Puede que sea en un poema donde encuentres esas palabras que sinteticen tu estado de ánimo. Puede que leerlas signifique que no estás solo, a pesar de la distancia social. Puede que se refieran a algo que has pasado recientemente, sin saberlo, ni siquiera tiene que incluir la palabra “madre” como en este de Irene Sola. Puede que aunque lo leas con la mirada gacha, al respirarlo, te haga levantar la frente, observar las nubes, digerir las letras como cuando comen los pavos y reinterpretar el horizonte hacia el que queremos caminar. No es tan loco. Pasa a diario.

Y aunque los encuentros virtuales no sean lo mejor -ni de lejos- al menos nos proporcionan placeres como escuchar a Ana Mañeru y a María García Zambrano, conversando con Adrianne Reich, en el evento organizado por la Librería Mujeres&co. Y así recordamos frases como que la “re-visión es un acto de supervivencia” («Cuando nosotras las muertas despertamos»), pues un texto (letras, experiencias, recuerdos, cuerpos) asimilado, si lo miramos desde lo aprendido, igual nos salva la vida. Hoy día también puede pasar que nos deje paralizadas como en el magnífico poema sobre la mujer de Lot, de Wislawa Szymborska, que nunca me cansaré de recuperar:

Miré atrás dicen que por curiosidad.

Mas, curiosidad aparte, pude haber tenido otras razones.

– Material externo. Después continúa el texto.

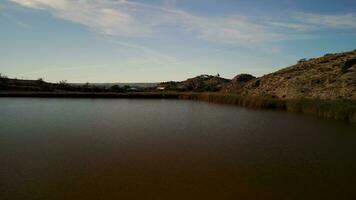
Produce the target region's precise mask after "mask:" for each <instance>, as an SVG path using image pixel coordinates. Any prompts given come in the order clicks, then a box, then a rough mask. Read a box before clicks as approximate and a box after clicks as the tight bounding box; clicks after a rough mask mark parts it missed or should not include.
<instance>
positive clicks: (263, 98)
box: [179, 93, 286, 110]
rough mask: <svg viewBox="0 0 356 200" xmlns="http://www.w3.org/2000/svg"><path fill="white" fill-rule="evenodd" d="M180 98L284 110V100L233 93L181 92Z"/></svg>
mask: <svg viewBox="0 0 356 200" xmlns="http://www.w3.org/2000/svg"><path fill="white" fill-rule="evenodd" d="M179 98H180V99H189V100H200V101H207V102H212V103H222V104H230V105H238V106H243V107H247V108H257V109H279V110H281V109H282V110H285V105H286V104H285V101H283V100H278V99H272V98H270V99H267V98H252V97H250V98H247V97H241V96H239V95H236V94H233V93H183V94H181V95H180V96H179Z"/></svg>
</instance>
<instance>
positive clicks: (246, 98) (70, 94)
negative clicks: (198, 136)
mask: <svg viewBox="0 0 356 200" xmlns="http://www.w3.org/2000/svg"><path fill="white" fill-rule="evenodd" d="M1 97H18V98H25V97H34V98H105V99H115V98H116V99H125V98H126V99H182V100H198V101H206V102H211V103H220V104H229V105H237V106H241V107H247V108H252V109H271V110H285V111H289V112H295V113H303V114H308V115H314V116H317V117H321V118H326V119H334V120H339V121H345V122H351V123H356V102H355V101H351V100H322V99H288V100H285V99H283V100H282V99H273V98H256V97H241V96H239V95H237V94H232V93H221V92H215V93H214V92H210V93H209V92H205V93H194V92H126V93H86V92H18V91H16V92H0V98H1Z"/></svg>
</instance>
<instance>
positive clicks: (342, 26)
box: [9, 0, 356, 46]
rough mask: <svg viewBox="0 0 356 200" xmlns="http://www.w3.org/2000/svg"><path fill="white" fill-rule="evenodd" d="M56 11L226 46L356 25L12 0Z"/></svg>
mask: <svg viewBox="0 0 356 200" xmlns="http://www.w3.org/2000/svg"><path fill="white" fill-rule="evenodd" d="M9 1H11V2H14V3H16V4H18V5H21V6H24V7H28V8H33V9H40V10H45V11H47V12H50V13H51V14H52V15H53V16H55V17H57V18H60V19H64V20H68V21H71V22H74V23H78V24H81V25H84V26H86V27H89V28H90V29H91V30H92V31H94V32H96V33H98V34H103V35H111V36H123V37H160V36H162V34H164V33H165V32H164V30H165V28H167V27H174V29H175V31H177V34H179V33H181V34H187V33H188V34H189V36H191V37H193V38H197V39H201V40H206V41H212V42H217V43H222V44H234V45H243V46H250V45H260V44H267V43H270V42H274V41H280V40H285V39H290V38H298V35H300V37H301V38H305V36H306V34H308V32H309V31H314V30H318V29H321V28H333V29H335V28H337V29H343V28H356V15H354V14H340V15H321V14H314V13H302V12H297V13H294V14H291V15H289V16H287V17H286V18H285V19H283V20H281V19H268V18H267V19H260V20H254V21H252V20H249V18H246V17H244V16H241V15H234V16H221V17H220V16H201V15H196V14H193V13H190V12H187V11H183V10H180V9H178V8H176V7H175V0H166V1H163V2H165V3H163V4H162V5H161V6H153V5H150V4H146V3H139V2H134V1H129V0H100V1H98V0H78V1H73V0H9Z"/></svg>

Miré atrás de pena por la fuente de plata.

Por descuido, mientras ataba la correa de mi sandalia.

Para no mirar más el cogote justo

de mi esposo, Lot.

Por la súbita certeza de que, si muriera,

ni siquiera se habría detenido.

Por la desobediencia de los sumisos.

A la escucha de la persecución.

Tocada por el silencio, esperando que Dios cambiara de parecer.

Nuestras dos hijas ya desaparecían detrás de la cima de la colina.

Sentí la vejez en mí. La lejanía.

La vanidad de la andadura. El sueño.

Miré atrás al poner el hatillo sobre el suelo.

Miré atrás por temor a dónde dar el paso.

En mi sendero aparecieron serpientes,

arañas, ratones, polluelos de buitres.

Ya ni lo bueno ni lo malo —simplemente, todo lo vivo,

reptaba y saltaba en pánico colectivo.

Miré atrás por mi soledad.

Por vergüenza de estar huyendo a hurtadillas.

Por ganas de gritar, de volver.

O quizá sólo cuando arreció el viento

soltó mi cabello y me levantó el vestido.

Sentía que me miraban desde las murallas de Sodoma

y rompían en carcajadas sonoras, una y otra vez.

Miré atrás por rabia.

Para saciarme de su gran perdición.

Miré atrás por todas las razones arriba expuestas.

Miré atrás de forma involuntaria.

Fue sólo una piedra la que giró rugiendo bajo mi cuerpo.

Fue una grieta la que, de súbito, me cortó el camino.

En el borde un hámster se agitaba sobre sus dos patas.

Y fue entonces cuando ambos miramos atrás.

No, no. Yo seguí corriendo,

arrastrándome y levantando el vuelo,

hasta que la oscuridad cayó del cielo,

y con ella la gravilla ardiente y las aves muertas.

Por falta de aliento giré repetidas veces.

Quien lo viese habría pensado que bailaba.

No descarto que tuviera los ojos abiertos.

Es posible que me desplomara con el rostro vuelto hacia la ciudad.

Wislawa Szymborska. (1997) El gran número, Fin y principio y otros poemas.

Así que a modo de despedida, os invito mañana a ir a vuestra librería de referencia, comprar libros, llevarle un café a esa librera que os conoce y sostiene y ser creativos con las propuestas que ofrecéis o que surgen espontáneamente, como cuando la semana pasada nos juntamos a leer y escuchar el magnífico han de Rubén Llorach en el pinar, al aire libre, seguros, ardientes ante las historias, viviendo. Ahora es el momento de imaginar y no rendirse, pues los gigantes no son molinos y arrasan donde no hay resistencia. Leer mola, leer es un placer y el gesto lector empieza en las librerías.